La pauvreté des quartiers noirs de Chicago fait écho aux couleurs froides de la cellule de Hampton. L’emprisonnement est donc total et la ghettoïsation ne concerne plus seulement le cadre géographique de la ville. En représentant l’esprit aliéné des agents du FBI et le sentiment d’injustice qui assaille les combattants de la Liberté, le cinéaste révèle la béance d’une plaie que les décennies suivantes ne parviendront jamais à suturer. Bien plus que dans Seberg (Benedict Andrews, 2019), c’est une sorte d’esprit vériste qui s’empare de la composition du film.
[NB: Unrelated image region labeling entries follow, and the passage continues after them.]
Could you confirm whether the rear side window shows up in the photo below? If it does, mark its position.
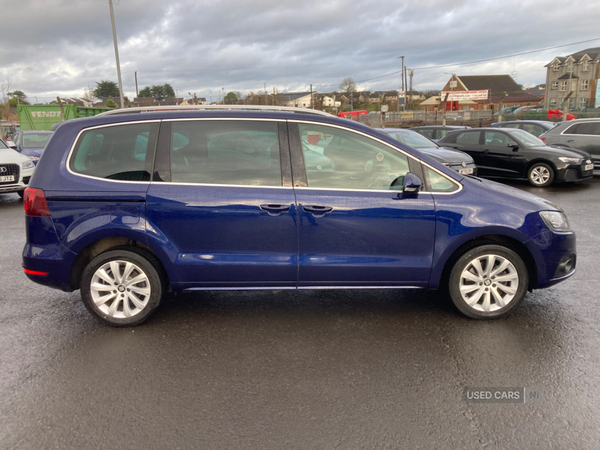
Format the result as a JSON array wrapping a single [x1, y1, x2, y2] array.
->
[[565, 122, 600, 136], [415, 130, 433, 139], [170, 120, 282, 186], [69, 123, 158, 181], [456, 131, 479, 144]]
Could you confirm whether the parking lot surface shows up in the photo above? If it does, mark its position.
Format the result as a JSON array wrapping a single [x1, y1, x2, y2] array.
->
[[0, 176, 600, 449]]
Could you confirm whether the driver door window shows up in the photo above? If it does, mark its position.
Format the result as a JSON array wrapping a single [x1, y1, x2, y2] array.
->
[[298, 124, 409, 190]]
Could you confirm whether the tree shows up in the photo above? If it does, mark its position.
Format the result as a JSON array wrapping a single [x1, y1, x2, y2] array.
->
[[93, 80, 120, 99], [225, 92, 238, 105], [8, 91, 29, 104], [163, 83, 175, 98], [139, 83, 175, 102], [340, 77, 356, 108], [138, 86, 152, 97]]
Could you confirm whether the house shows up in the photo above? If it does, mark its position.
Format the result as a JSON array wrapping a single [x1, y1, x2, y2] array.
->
[[544, 47, 600, 110], [442, 75, 543, 111], [279, 91, 317, 108]]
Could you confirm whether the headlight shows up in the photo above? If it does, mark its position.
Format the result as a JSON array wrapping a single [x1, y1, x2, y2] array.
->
[[540, 211, 571, 233], [558, 156, 583, 164]]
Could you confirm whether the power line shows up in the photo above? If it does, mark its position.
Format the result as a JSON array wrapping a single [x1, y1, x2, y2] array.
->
[[319, 38, 600, 87]]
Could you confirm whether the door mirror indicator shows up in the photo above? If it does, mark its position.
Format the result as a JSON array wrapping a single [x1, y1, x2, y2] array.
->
[[403, 172, 423, 194]]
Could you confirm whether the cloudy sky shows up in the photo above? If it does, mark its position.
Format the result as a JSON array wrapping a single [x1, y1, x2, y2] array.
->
[[0, 0, 600, 102]]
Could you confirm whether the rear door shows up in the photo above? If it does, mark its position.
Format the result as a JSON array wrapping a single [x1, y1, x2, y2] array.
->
[[482, 131, 525, 177], [146, 119, 298, 289], [440, 130, 486, 169], [564, 120, 600, 168], [289, 122, 435, 288]]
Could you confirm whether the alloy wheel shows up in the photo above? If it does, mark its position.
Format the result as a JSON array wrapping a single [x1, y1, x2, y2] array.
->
[[90, 260, 152, 319], [459, 255, 519, 313]]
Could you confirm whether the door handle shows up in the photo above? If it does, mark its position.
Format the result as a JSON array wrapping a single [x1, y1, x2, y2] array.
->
[[260, 203, 292, 216], [302, 205, 333, 214]]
Se détachant à bon escient de la mythologie consacrée et de la tentation de la mode rétro, Judas and the Black Messiah reprend à son compte le discours de l’archive. Cet aspect se retrouve d’ailleurs à travers la distribution du film.
Le fraîchement oscarisé Daniel Kaluuya confirme l’étendue de son talent déjà éprouvé dans Get Out (Jordan Peele, 2017) et Queen and Slim (Melina Matsoukas, 2019), exprimant les nuances de son personnage à travers des choix de postures singulières (sa position légèrement penché et son regard en coin). Lakeith Stanfield se présente quant à lui comme la caution fictionnelle du film. Son double-rôle lui permet de recourir à une certaine expressivité qui le voit surjouer la droiture quémandée par sa fonction de Black Panther ou, au contraire, l’attitude sournoise de son rôle de Judas des temps modernes. Avant d’être une leçon d’Histoire, Judas and the Black Messiah se présente comme une production riche d’enseignements concernant la manière de capturer l’originalité d’un moment du passé et de rappeler sa pertinence au regard des événements du présent.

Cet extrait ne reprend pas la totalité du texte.